A few years ago, I was attending Wild Goose Fest—a celebration of Jesus, Birkenstocks, and tattoos in the North Carolina hills. One of the activities was “Beer and Hymns.” A large, raucous crowd gathered to sing old hymns from memory while enjoying beer. They were having a good time. Many were probably on the edge of being inebriated. Still, it was far closer to fun than debauchery.

As I watched, an older friend—hardly a killjoy and not a teetotaler—observed, “I don’t think they have any sense of the heartache and tragedy alcohol brings.” My friend is a pastor. He has sat with alcoholics, watched families torn apart by alcohol, futures destroyed by the drink. I think he wondered if there wasn’t something perilously naïve about the crowd at “Beer and Hymns.”

This past Lent, I gave up alcohol—even on Sundays. It was harder than expected. Not that I craved a drink, but I am a person of routines. There were simply certain times that felt like they deserved alcohol. I abstained in Lent for many reasons. I read online (so it must be true) that your liver can completely rejuvenate and cleanse itself in six weeks with no alcohol. Please, someone confirm that this is correct. I also know from experience, that I can drop five to ten pounds quite quickly simply by not drinking. And while I’m not really worried about my alcohol consumption, I suppose I did want to show myself that I was in control of alcohol, and not vice-versa.

An Episcopal bishop is facing charges of drunk driving, hit-and-run, and negligent homicide after killing a bicyclist. Richard Mouw recently shared that he is an alcoholic, now sober for 40 years.

Watching the movie version of Little Women with my children, I recall being struck that the March family’s “progressive” agenda of the 1860’s included abolition, women’s suffrage, and temperance. Could temperance ever again be a progressive shibboleth? Abstaining from alcohol not as narrow and passé, but as a progressive boycott? A moral “no”—not because drinking itself is evil, not because it is enjoyable, and not with prissy self-righteousness—but because of the social havoc it wreaks? A “no” in solidarity with the babies suffering from fetal alcohol syndrome, the abused spouses, the victims of drunk drivers, the families rent asunder? Who knows?

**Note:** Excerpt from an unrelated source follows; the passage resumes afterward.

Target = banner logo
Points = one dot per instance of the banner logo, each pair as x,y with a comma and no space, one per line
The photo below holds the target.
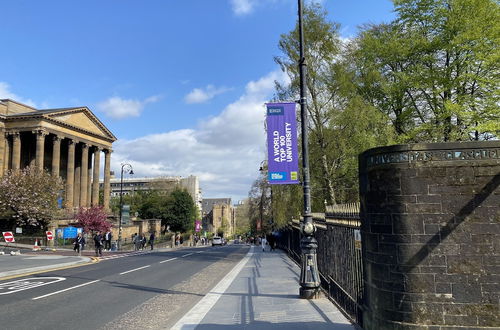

I know that I’m not going to lead that movement.

Steve Mathonnet-VanderWell

Steve Mathonnet-VanderWell is a recently retired minister of the Reformed Church in America. He has been the convener of the Reformed Journal’s daily blog since its inception in 2011. He and his wife, Sophie, reside in Des Moines, Iowa.

2 Comments

  • Terry DeYoung says:

    As I sit on our deck sipping a really fine craft beer (an IPA brewed in Bracebridge, ON, of all places!), I can’t quite say, “My thoughts exactly, Steve,” because you’ve thought through this more than I had. But I can say without reservation that I thoroughly enjoyed reading this and agree with everything you’ve written. Thank you!

    Next time we’re together let’s skip the hymns and join voices in singing the Hamm’s beer jingle. I guarantee the fine malt beverage I’ll provide will be neither a Hamm’s nor the other longtime Cubs advertiser that claims its product to be “fully krausened” (which might better describe the condition of some of those at the Wild Goose Fest).